E se anche voi pensate tutti allo stesso modo è un disastro. Spero che ognuno abbia la propria idea, che è poi l'unico modo per adattarsi, e, del resto, è anche molto più divertente. Se fossimo tutti d'accordo non ci sarebbe azione, e neanche discussione. Dal punto di vista della teoria dell' informazione due elementi identici non hanno interazione. L'interazione, anche dal punto fisico, è data dalla diversità.

La diversità è la parola chiave
La diversità è alla base di tutte le attività economiche in fase di forte innovazione come il turismo, e la biotecnologia.
La stessa tecnologia è anche e soprattutto una informazione.
Qual'è il senso della sostenibilità, nella società dell'informazione?
In questo momento l'elemento maggiore di sostenibilità che può favorire nel mondo lo sviluppo é la capacità e la rapidità di adattamento culturale ai cambiamenti successivi.
Se consideriamo che il tasso di rinnovo delle conoscenze in questo periodo storico si raddoppia rispetto a tutte quelle della storia dell'umanità, nel giro di otto anni, fra poco in soli quattro anni un professore universitario che non si rinnovi, dopo quattro anni renderà la metà perché saprà la metà di quanto avrebbe necessità di conoscere, mentre dopo otto anni sarà arrivato all'ignoranza completa, a meno che non si sottoponga ad un costante processo di aggiornamento, naturalmente non di tutto, scegliendo quello che gli può servire, perché del resto gli sarebbe davvero impossibile aggiornarsi sull'intero scibile contemporaneo.

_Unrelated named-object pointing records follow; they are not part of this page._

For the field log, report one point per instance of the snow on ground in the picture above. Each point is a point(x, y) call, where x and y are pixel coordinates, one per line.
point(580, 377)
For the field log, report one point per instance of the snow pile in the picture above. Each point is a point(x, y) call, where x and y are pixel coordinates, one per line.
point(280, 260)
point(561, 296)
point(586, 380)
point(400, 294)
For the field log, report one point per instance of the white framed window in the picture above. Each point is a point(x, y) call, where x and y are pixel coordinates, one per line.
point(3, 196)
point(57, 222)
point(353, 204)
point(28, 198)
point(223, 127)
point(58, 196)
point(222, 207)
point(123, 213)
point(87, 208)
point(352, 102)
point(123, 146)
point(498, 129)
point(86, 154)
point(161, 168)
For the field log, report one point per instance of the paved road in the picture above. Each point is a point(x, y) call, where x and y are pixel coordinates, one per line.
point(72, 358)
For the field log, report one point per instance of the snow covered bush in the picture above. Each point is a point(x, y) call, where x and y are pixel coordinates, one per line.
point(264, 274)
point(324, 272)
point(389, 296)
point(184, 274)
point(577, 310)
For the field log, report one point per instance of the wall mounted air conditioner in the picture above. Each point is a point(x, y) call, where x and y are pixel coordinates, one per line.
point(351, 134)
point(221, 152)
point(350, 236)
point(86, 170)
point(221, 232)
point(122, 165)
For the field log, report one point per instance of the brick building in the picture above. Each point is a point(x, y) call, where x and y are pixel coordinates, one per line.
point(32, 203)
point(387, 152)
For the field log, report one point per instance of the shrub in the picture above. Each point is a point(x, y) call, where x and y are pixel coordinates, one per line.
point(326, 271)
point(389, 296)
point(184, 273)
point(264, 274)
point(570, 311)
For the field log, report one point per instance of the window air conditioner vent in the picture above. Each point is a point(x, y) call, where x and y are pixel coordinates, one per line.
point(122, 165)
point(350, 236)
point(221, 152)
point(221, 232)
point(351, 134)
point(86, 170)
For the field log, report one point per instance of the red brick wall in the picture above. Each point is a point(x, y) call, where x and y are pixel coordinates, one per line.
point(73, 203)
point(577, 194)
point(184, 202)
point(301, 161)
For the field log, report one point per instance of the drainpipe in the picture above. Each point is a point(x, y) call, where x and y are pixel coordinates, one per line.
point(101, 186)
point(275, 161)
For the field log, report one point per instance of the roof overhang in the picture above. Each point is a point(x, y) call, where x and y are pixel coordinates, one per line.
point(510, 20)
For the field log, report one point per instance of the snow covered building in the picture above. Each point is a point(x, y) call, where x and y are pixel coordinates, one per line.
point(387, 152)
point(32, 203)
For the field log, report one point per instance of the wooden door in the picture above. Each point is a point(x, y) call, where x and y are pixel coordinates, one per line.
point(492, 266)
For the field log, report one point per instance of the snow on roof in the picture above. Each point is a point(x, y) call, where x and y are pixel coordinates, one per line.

Quindi di fronte a questo scenario così profondamente cambiato i sistemi che sono più in crisi in questo momento sono i sistemi fondamentali, i pilastri della nostra società.
La scuola e l'università e la ricerca sono in crisi. Ma lo sono anche gli Stati, che non hanno ancora trovato la loro funzione. Ed è in crisi lo Stato Nazione, che è una creazione piuttosto recente. Quindi qual'è la sfida attuale della diversità ? Senza dubbio l'innovazione. L'innovazione che porta alla diversità, in una nazione specifica ed accettata. Non la imitazione dell'innovazione degli altri, che non è innovazione.
Se copiamo l'innovazione degli Stati Uniti, non facciamo innovazione, copiamo, imitiamo.
Il che esige forti investimenti in ricerca, per produrre innovazione specifica ed accettata, però inserita sulle radici delle identità delle forze culturali. Quindi questo binomio, innovazione molto forte ma specifica , originale, nello stesso tempo su basi che siano quelle della propria cultura. Che è cosa evolutiva, dinamica, la cultura, non è certamente fissa. Ecco: con questi due elementi (l'innovazione e l'identità culturale specifica) penso che sarà possibile fare fronte alle sfide del presente.
Si tratta anche di una sfida magnifica a livello personale: nonostante tutto, infatti, nessun momento é più emozionante di questo, né più stimolante nella storia dell'umanità.